Overall, we see that for single-GPU performance, the cost is actually pretty stable. Using the arbitrary scaling above (computed via performance rating divided by inverse of GPU price/hour), we see that the K80 is an odd outlier – using just the GPU price, it seems like it would actually be the cheapest option to run this particular workload (assuming you had no limit on time).

However, this leaves out an important consideration: the base instance – separate from the GPU – still does have a cost. In my testing, I used an n1-standard-4 VM, with 4 virtual CPUs and 15GB of RAM, at a US cost of 19 cents/hour.

Performance GPU + Instance Price/Hour Price/Performance Ratio
V100 1x $2.67 267
2x P100 1.19x $3.11 370
P100 1.79x $1.65 295
GTX 1080 2.29x n/a n/a
K80 5.4x 0.68 367

This changes the equation significantly, making it clear that the V100 is by far the most cost effective option for training a StyleGAN model in Google Cloud.

Disclaimer: I work for Google, but do not work on Google Cloud or any related product; I just happened to have more experience with these tools. This is not an endorsement of Google, and my opinions are my own and not those of my employer.

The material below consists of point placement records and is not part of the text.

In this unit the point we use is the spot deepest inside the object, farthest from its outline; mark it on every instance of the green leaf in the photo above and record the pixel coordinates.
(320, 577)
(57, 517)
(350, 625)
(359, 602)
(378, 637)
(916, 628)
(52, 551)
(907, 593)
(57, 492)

In Nvidia’s GitHub repo, they indicated training time improvements for using multiple V100 GPUs that were substantial. On training a 256px x 256px model like I am training, their results indicated that the model should train about 60% faster with a second GPU. That was consistent with the results I got on training after 20 iterations: a 60% higher ratio of performance by adding the second card. Unfortunately, since the price scales linearly, that 60% higher performance is a significant loser in the total cost department – even more so than the K80. (Admittedly, the dual P100 does train almost 5x faster than the single K80, so it’s clear that there are potential wins besides the cost.)

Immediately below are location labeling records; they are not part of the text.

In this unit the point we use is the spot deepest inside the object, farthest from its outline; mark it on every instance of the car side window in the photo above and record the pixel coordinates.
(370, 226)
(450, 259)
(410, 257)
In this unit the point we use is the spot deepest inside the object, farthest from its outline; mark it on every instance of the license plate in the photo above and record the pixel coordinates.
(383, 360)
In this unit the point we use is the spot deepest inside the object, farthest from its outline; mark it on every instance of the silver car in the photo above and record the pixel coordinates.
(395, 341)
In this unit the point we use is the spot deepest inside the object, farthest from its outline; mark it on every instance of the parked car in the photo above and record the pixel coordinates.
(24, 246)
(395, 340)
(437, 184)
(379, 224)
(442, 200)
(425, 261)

Still, even with two P100 cards, the performance of the V100 could not be topped, despite a 17% difference in cost, with the V100 being lower cost.

The GTX1080 on these same metrics has a performance factor that puts it in the same ballpark as a single P100 – with the benefit that running it si substantially lower cost, even with pricy New England electricity.

Of course, finding the fastest GPU isn’t going to save you a lot if you’re wasting a bunch of time training stuff that you don’t need to. So for that, the real trick is to not train from scratch, but let someone else do the hard work: use transfer learning.